Direct impacts to waterways-related sectors would seem to be minimal so far, however, since the late 2018 “minibus” funded the Corps of Engineers through September, as the WJ’s Jim Myers reports. There have been staff shortages at the Federal Maritime Commission and the U.S. Department of Transportation and Environmental Protection Agency. Some logistics publications are worried that cargo movements will be slowed by shortages at the U.S. Customs and Border Protection agency.
As this is going to press, both sides are making gestures to seem conciliatory. Democratic leaders have proposed a plan for funding six federal agencies through September and Homeland Security through February while the two sides negotiate, with Homeland Security’s funding kept at the same level. Trump has invited Democratic leaders in Congress to sit down. But the truth is that neither side has much incentive to really cooperate at this stage.
The Democrats’ funding proposal contains no border-wall concessions that Trump has made a line in the sand. When Trump seemed for a moment to waver on the idea of allowing the shutdown to occur unless and until he got his border wall, he was immediately savaged by commentators and politicians among his base. They managed to convince this president who often famously rejects advice that “caving” on the wall would be equivalent to George H.W. Bush breaking his “read my lips—no new taxes” pledge.
In 1995-6, President Bill Clinton was able to exploit the 21-day government shutdown over budget priority disputes to his advantage, denting the prestige of that era’s Republican brand-new congressional majority. Since Trump and the Republicans “own” the shutdown this time around, Democrats are convinced that they have everything to gain by allowing it to continue—and to lengthen.

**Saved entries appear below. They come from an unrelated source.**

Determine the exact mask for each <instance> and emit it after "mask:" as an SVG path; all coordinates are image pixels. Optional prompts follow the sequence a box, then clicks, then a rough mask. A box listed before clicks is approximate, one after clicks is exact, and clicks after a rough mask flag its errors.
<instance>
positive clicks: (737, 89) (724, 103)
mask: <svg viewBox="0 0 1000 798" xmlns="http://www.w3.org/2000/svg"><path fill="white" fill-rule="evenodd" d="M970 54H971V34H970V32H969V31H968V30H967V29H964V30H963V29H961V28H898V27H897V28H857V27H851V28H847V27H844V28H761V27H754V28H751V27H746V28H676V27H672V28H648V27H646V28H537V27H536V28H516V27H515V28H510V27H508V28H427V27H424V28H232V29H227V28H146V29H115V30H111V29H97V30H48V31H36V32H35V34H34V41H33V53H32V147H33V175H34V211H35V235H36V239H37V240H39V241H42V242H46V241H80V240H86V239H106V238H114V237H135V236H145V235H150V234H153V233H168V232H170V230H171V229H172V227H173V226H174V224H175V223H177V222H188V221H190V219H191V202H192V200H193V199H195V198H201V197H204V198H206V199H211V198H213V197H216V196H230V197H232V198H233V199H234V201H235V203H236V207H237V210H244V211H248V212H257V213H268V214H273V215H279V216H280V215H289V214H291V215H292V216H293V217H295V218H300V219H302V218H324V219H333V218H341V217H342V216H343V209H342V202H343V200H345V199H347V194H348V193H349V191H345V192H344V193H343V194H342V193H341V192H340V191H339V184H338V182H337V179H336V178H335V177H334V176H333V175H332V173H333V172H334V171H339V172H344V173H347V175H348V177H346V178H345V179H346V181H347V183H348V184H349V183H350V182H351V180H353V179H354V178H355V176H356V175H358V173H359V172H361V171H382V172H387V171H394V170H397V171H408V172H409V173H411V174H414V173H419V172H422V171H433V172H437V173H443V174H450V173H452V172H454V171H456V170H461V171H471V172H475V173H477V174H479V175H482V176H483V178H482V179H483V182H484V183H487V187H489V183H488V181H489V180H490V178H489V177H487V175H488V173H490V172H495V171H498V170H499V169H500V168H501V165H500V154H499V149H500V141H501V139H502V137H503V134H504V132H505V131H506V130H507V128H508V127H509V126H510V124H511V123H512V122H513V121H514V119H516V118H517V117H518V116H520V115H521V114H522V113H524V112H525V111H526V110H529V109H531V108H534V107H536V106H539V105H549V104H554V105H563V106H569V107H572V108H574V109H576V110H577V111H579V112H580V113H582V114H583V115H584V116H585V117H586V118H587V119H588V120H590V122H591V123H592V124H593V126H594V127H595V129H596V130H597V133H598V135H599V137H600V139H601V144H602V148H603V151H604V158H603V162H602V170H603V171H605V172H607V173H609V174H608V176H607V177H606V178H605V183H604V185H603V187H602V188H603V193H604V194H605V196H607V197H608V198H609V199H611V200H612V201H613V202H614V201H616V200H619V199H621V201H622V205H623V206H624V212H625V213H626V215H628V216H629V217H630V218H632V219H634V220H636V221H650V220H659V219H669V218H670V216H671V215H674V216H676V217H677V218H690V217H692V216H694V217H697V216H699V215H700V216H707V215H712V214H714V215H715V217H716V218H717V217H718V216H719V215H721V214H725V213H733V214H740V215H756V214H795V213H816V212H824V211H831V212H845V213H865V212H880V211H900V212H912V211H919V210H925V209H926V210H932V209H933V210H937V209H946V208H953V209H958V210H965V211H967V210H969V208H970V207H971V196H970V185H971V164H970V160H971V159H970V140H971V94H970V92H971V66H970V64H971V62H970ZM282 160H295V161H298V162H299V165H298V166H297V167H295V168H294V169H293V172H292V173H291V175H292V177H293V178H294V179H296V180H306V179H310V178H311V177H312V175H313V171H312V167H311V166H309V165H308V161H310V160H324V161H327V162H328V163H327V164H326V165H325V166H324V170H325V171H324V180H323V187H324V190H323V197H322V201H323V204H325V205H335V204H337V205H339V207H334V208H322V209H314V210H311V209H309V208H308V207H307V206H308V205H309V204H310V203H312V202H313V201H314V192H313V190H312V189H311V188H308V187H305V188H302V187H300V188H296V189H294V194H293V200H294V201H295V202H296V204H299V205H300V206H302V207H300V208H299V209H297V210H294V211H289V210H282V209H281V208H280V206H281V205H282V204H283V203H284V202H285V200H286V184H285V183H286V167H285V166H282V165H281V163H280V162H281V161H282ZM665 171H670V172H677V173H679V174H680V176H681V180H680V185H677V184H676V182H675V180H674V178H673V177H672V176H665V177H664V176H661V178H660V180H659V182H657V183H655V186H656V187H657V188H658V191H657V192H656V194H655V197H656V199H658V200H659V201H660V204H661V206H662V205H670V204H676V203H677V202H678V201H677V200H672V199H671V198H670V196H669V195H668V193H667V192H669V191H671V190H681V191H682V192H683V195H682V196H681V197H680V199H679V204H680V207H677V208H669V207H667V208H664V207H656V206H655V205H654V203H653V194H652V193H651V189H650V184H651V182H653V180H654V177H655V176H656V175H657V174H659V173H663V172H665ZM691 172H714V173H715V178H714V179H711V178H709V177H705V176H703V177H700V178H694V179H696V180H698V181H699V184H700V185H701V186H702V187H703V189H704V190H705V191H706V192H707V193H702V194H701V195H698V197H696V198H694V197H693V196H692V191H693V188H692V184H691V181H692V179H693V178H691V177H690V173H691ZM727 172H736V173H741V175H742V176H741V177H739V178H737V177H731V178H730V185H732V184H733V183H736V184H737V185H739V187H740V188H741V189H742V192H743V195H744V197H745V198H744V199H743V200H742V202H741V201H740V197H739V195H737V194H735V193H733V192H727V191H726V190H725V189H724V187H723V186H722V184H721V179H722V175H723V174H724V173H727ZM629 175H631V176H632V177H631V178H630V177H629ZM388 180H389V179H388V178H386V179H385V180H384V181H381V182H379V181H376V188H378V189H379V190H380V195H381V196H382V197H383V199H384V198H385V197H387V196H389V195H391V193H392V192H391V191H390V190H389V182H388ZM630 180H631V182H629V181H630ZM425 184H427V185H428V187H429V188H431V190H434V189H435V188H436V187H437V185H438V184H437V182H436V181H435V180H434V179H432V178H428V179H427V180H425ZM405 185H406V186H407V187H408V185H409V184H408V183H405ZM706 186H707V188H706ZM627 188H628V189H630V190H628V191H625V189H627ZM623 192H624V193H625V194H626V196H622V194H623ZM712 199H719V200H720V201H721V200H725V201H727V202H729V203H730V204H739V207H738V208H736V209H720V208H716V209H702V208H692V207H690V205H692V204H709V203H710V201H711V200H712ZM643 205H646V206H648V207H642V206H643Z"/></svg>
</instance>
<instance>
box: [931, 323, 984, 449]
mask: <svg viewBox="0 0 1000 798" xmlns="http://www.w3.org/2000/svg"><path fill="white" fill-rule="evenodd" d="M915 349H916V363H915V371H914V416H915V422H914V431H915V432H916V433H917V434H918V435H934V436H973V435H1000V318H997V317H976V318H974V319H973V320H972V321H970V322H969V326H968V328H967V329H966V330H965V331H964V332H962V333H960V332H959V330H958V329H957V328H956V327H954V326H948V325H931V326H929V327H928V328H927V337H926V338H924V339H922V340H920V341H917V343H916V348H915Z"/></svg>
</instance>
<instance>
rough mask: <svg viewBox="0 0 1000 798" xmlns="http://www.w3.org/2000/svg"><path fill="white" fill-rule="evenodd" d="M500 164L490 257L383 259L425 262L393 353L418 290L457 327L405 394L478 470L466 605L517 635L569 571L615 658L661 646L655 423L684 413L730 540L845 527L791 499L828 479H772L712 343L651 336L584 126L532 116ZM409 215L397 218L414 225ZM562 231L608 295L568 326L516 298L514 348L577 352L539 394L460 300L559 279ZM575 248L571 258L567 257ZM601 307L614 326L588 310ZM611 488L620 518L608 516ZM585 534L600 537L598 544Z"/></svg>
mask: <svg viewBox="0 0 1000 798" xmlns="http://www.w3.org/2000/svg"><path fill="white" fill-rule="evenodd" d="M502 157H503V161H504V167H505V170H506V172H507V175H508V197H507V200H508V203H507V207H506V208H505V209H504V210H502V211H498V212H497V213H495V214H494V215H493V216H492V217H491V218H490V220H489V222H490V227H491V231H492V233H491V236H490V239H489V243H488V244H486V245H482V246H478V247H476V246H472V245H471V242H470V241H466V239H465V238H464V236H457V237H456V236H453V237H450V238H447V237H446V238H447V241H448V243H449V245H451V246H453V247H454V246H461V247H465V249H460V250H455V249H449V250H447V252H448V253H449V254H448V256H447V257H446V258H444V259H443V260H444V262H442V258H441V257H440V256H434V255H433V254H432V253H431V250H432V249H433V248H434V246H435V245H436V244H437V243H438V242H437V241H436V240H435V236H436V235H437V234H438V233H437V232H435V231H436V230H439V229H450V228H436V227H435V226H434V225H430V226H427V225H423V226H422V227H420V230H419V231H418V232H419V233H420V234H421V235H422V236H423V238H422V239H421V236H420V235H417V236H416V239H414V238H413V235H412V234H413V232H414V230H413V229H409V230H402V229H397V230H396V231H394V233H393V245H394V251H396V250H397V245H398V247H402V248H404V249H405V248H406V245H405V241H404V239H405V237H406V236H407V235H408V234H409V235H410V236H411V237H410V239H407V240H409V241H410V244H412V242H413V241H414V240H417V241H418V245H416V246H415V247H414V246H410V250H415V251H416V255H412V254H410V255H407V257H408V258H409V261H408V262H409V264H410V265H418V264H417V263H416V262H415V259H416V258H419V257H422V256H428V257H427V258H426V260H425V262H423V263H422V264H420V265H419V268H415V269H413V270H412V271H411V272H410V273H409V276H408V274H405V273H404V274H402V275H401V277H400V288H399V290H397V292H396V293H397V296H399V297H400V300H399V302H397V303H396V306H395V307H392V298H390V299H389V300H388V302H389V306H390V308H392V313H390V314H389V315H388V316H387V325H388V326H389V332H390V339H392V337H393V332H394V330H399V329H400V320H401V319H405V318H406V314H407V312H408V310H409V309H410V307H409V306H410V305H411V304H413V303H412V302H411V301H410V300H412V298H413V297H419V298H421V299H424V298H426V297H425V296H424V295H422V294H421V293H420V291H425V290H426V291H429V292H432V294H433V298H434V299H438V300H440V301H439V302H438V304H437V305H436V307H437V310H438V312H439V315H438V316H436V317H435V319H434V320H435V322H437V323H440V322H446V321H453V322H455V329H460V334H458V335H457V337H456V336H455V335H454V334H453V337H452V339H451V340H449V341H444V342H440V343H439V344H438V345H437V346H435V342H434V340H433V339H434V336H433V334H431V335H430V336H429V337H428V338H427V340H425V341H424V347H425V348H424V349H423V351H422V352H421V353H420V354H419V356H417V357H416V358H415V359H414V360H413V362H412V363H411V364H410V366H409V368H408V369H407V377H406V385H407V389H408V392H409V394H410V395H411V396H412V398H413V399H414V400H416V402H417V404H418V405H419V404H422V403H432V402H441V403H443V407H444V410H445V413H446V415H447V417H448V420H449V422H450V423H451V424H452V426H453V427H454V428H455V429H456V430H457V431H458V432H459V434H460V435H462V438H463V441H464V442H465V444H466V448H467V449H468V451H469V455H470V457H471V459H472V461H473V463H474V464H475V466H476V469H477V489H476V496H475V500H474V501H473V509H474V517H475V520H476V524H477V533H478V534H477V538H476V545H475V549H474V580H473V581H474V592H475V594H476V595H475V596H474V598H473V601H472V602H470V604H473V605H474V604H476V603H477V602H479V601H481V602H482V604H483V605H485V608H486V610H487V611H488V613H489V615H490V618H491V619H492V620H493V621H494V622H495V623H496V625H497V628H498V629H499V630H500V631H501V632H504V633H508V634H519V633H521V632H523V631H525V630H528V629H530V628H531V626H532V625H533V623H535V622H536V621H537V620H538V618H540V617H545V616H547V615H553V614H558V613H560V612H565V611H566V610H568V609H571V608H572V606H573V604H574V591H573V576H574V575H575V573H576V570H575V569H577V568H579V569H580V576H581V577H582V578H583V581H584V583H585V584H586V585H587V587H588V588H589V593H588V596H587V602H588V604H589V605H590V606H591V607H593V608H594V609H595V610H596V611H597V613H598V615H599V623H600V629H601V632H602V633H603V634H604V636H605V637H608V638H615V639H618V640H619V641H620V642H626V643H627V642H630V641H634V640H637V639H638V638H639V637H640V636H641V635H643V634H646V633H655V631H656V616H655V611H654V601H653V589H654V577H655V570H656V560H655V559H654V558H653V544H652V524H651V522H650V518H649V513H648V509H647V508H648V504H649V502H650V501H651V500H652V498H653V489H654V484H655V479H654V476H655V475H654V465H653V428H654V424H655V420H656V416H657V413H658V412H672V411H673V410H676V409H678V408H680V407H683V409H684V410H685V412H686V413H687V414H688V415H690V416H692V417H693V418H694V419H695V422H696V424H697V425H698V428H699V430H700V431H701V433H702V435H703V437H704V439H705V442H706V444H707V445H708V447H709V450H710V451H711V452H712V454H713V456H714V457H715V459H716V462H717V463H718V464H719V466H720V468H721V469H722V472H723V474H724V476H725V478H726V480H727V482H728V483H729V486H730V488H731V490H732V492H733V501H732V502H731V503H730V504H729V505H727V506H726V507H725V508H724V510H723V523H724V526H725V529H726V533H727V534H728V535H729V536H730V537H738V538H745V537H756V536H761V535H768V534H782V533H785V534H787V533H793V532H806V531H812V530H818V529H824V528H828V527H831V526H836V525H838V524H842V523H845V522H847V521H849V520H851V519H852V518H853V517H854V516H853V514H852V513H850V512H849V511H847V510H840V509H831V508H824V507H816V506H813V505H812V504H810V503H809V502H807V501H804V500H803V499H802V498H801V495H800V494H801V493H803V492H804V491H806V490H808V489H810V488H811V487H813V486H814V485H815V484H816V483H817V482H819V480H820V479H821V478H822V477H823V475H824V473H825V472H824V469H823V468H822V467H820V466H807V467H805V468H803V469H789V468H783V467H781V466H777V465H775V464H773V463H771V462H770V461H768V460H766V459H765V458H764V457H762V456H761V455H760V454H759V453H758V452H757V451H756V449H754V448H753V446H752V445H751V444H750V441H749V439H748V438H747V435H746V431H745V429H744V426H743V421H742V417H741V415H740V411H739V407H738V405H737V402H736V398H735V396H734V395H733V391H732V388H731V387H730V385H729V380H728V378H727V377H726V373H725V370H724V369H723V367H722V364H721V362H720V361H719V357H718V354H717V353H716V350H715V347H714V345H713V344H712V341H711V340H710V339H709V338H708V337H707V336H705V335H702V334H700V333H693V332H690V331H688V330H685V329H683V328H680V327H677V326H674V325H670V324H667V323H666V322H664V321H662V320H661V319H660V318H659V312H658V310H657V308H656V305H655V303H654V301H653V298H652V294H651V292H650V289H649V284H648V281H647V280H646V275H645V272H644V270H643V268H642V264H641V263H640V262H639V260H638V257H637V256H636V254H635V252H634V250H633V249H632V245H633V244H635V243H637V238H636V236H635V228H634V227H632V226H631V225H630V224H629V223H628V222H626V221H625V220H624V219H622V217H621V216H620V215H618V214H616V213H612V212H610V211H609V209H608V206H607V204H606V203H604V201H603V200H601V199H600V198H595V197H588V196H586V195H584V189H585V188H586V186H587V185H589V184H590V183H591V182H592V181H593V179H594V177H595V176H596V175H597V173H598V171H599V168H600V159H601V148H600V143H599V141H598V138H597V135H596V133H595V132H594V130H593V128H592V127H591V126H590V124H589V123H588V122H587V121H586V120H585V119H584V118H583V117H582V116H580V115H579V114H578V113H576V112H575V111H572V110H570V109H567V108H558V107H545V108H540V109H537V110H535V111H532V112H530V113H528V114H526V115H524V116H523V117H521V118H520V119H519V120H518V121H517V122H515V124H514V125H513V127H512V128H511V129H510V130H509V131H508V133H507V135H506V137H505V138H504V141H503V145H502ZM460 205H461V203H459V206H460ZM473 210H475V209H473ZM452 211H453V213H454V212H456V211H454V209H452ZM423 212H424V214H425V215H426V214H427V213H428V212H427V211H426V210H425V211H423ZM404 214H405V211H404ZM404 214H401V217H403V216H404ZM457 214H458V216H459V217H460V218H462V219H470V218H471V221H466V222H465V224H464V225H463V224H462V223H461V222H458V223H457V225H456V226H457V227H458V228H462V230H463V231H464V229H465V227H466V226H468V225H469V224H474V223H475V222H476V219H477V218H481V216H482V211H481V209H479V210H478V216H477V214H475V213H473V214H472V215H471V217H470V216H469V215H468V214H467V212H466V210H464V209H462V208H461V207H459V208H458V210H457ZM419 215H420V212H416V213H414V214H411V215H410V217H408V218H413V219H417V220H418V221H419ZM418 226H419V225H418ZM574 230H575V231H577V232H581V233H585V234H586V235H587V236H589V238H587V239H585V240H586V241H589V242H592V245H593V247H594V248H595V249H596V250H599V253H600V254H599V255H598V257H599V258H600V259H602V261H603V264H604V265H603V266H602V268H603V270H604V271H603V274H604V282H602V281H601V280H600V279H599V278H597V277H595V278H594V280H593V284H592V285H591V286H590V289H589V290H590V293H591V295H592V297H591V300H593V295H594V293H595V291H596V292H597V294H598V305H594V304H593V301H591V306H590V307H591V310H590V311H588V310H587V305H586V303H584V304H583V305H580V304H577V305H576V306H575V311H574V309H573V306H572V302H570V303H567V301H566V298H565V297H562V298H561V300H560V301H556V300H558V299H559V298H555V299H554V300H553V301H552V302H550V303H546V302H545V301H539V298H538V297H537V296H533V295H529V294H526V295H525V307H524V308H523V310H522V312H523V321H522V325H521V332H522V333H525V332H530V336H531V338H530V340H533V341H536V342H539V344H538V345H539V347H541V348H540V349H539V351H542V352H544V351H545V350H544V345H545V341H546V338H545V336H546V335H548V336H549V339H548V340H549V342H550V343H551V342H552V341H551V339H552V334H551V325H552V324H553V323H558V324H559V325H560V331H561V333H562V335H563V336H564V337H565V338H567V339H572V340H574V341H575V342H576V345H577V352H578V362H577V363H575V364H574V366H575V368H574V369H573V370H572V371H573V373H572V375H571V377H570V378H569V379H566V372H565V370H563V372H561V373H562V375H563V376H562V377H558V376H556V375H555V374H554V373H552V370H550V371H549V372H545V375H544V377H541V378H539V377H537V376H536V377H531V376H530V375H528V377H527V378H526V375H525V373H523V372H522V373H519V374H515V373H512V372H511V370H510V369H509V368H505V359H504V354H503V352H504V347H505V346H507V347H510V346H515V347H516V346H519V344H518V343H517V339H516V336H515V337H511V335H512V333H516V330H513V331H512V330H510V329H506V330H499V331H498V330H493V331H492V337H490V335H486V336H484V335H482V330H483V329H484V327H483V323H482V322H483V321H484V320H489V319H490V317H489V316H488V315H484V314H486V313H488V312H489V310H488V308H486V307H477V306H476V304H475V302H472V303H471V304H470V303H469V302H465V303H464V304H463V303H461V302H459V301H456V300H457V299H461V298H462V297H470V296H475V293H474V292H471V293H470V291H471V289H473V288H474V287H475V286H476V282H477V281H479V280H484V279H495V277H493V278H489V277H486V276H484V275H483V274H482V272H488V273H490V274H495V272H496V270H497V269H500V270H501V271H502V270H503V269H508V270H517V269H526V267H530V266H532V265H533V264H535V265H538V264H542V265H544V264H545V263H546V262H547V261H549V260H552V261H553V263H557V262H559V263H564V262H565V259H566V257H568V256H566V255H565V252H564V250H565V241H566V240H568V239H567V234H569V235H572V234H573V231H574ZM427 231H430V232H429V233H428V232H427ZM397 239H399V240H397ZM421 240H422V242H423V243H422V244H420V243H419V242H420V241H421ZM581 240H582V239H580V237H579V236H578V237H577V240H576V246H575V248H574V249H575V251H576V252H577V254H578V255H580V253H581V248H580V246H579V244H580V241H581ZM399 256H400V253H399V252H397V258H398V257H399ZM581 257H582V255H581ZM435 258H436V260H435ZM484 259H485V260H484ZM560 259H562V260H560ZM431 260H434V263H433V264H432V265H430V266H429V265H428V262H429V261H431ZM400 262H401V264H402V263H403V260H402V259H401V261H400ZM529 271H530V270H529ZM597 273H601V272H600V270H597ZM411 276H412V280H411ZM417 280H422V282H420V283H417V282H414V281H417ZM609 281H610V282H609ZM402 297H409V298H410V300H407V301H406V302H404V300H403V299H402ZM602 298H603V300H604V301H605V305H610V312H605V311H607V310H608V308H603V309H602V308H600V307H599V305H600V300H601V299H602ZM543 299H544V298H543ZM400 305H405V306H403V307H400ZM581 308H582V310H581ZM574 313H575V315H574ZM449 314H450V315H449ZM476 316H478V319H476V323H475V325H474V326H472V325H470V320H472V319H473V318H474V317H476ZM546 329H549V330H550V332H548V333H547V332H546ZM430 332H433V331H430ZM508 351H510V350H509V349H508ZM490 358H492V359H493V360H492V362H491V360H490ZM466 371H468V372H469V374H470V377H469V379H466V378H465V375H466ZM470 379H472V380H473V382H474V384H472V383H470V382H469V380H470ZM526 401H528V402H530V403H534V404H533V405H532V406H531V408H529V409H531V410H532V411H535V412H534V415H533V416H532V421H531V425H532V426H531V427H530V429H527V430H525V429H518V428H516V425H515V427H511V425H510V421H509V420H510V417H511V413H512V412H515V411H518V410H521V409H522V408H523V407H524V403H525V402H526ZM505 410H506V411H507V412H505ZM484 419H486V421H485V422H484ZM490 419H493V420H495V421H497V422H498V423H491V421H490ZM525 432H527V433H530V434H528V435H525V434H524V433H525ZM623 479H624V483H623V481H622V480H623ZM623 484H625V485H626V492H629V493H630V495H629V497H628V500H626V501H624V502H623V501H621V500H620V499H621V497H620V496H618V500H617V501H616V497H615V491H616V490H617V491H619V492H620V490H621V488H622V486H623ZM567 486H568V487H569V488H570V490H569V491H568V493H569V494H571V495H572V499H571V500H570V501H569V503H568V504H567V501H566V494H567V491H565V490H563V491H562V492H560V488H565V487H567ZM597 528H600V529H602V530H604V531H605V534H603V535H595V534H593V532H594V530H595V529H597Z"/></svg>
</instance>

Today’s situation, though, is not the same as it was in 1996. For one thing, this shutdown is only partial. It does not affect military spending, veterans’ benefits, Social Security, Medicare, the post office or passport processing. Trump intervened to make sure the Coast Guard got paid, at least for December. The notion that the shutdown will threaten “essential” services has already been taken off the table, depending on your idea of which government functions are “essential.” (Insert your own IRS joke here.) The fact that this is a partial shutdown means it could go on longer.
For better or worse, shutdowns are not the crisis they were once perceived to be. In the age of social-media hysteria about everything, the populace could be suffering from “shutdown fatigue.” There have been 21 federal shutdowns since 1976. Most lasted only a few days as a result of failure to pass a budget deal. Nevertheless, as NBC News points out, shutdowns have gone from being an urgent crisis to being normalized.
It’s a situation that is tailor-made to show all the disadvantages of government-by-social-media, in which every move is made in real time and in front of everyone. Yesteryear’s “smoke-filled rooms,” once derided as the very symbol of corrupt backroom deals, seem like healthy time-out spaces by comparison.